Instructions and photographic tips for making an empty paint can into a pinhole camera.
Making the camera:
Empty paint cans may be purchased from any large hardware store (sometimes called “Cutting Cans”); I spray paint the insides with flat black paint to reduce reflection. I then drill (or use a nail) to make a hole in the front of the can (about 1/8th an inch or 3 mm). I then make my aperture by cutting a 1 inch x 1 inch (2.5×2.5 cm) square of aluminum from a pop can with scissors and making a very fine hole in the centre using the beading needle (I taped the needle to a nail to make it easier to handle). I then use the fine sand paper to get rid of any burrs around this hole. This square is then taped over the 1/8th inch hole in the paint can with electricians tape. A piece of electricians tape can be place over the hole to create a shutter, however I tend to cover the hole with my finger, my finger becomes the shutter.
Loading the camera:
In a darkroom (with a safe light) tape a piece of photo-paper to the back of the paint can so that the emulsion side of the paper faces the pinhole. I typically cut an 8×10 inch sheet into two 5×8 inch negatives (a large 7×10 inch piece of photo-paper will also fit the camera). Put the lid on the paint can, cover the aperture and go outside to take your photo.
Taking your first picture:
This camera will work best on a bright sunny day outdoors. Put the paint can on a solid surface such as the pavement and remove your finger to start the exposure. The small pinhole gives sharper images however exposure time is longer; I use exposures between 30 seconds (bright and sunny) and up to 5 minutes (an overcast day). Once the exposure is complete, cover the pinhole and return to the darkroom.
Processing the image:
Open the camera in the darkroom; sometimes you may need a bottle opener or screwdriver to pry open the lid. Put the paper negative through the photo trays as you would a normal black and white print. If the negative comes out too light (too white looking) double the amount of exposure to 1 minute, if this exposure is also too light, double again to 4 minutes. It will take a bit of trial and error. Reduce the exposure time if the image comes out too dark (also look for light leaks). I use a marker pen to note the exposure that works best on the lid of the camera under different conditions. Note: this camera would need an extremely long exposure to shoot indoors; it would be difficult to find the right exposure time due to reciprocity failure. Once you have a good negative, the paper negative can be contact printed to make a positive image in the darkroom (emulsion to emulsion) or scanned and converted to a positive image, I prefer this method.

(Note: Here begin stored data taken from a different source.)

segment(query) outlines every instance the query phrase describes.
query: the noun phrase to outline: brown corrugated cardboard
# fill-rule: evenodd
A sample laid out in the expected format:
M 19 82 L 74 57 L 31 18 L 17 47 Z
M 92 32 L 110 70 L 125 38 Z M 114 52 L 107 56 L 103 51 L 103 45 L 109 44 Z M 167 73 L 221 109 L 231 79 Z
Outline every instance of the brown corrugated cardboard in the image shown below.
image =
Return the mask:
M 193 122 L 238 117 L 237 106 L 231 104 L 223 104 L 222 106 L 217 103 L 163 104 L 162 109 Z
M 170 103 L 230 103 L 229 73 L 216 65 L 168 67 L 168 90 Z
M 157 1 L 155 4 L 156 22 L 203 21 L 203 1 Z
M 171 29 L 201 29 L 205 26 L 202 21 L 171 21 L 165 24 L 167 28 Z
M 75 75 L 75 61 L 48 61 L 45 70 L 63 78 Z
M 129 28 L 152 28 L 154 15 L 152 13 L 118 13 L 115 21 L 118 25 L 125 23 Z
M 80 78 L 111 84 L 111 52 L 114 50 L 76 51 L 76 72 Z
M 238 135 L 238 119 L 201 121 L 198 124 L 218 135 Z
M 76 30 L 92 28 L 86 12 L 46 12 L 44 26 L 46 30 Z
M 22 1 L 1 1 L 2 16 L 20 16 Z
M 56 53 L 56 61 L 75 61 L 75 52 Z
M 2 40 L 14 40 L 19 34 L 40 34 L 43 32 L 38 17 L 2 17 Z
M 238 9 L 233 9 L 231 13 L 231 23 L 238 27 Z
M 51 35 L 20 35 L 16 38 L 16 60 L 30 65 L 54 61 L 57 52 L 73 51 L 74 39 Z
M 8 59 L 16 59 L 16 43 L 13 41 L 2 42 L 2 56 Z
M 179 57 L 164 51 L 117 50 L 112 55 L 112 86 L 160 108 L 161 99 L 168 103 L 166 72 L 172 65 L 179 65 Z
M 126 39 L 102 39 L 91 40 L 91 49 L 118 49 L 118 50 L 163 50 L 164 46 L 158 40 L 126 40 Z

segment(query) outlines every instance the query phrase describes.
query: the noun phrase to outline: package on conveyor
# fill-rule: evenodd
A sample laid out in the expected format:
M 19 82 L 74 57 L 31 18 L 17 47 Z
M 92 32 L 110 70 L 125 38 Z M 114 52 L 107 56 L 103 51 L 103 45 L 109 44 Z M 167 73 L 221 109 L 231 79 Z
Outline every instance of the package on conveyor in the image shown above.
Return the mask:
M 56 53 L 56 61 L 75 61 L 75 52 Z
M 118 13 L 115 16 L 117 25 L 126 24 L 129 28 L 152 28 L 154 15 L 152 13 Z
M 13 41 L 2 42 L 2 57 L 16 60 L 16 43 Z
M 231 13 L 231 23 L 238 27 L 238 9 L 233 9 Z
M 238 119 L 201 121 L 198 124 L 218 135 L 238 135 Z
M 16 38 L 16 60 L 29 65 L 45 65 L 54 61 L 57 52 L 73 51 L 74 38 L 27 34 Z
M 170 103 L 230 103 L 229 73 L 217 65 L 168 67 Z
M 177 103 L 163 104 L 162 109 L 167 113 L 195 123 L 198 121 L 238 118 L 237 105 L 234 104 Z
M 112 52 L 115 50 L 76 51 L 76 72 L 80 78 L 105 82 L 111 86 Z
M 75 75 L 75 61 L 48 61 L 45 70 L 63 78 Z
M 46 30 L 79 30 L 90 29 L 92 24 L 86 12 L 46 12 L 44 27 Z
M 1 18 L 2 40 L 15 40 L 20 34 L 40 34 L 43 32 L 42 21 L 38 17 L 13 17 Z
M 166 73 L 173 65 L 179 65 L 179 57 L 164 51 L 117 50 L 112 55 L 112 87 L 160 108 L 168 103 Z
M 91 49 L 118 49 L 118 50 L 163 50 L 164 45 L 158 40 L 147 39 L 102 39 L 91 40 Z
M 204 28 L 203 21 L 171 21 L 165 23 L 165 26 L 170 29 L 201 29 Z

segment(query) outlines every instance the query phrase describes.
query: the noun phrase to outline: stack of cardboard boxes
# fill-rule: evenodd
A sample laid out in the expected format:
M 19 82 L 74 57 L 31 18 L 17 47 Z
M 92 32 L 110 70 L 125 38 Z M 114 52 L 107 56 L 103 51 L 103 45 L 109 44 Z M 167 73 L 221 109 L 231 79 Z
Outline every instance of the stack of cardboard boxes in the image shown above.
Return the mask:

Composition with a pinhole camera:
The curve of the paint can gives the photo a sort of barrel distortion and the long exposure can make moving object disappear and make moving water become a foggy blur. These cameras have an infinite depth of field; exploit this characteristic by having objects very close the camera as will as objects that are further away. Play with the scale of the objects, for example, toys close to the camera increase their scale compared to the surroundings wile keeping them in sharp focus. Figures are difficult yet rewarding to shoot, the less movement the more recognizable the figure will be, have you model lean up against a solid object or lie down to help prevent them from moving.
Advantages and disadvantages of these cameras:
Produces a very large 7×10 inch negative, infinite depth of field and slow shutter speed allows for creative effects.
Disadvantage – the camera only takes one image at a time, for the most part I have been restricted to taking photos close to the darkroom itself. I have not tried loading the camera in the field using a black bag, however I see no reason why this would not work. Another solution is to make several Paint Can pinhole cameras with you on you pinhole photo safari, loaded with photo paper.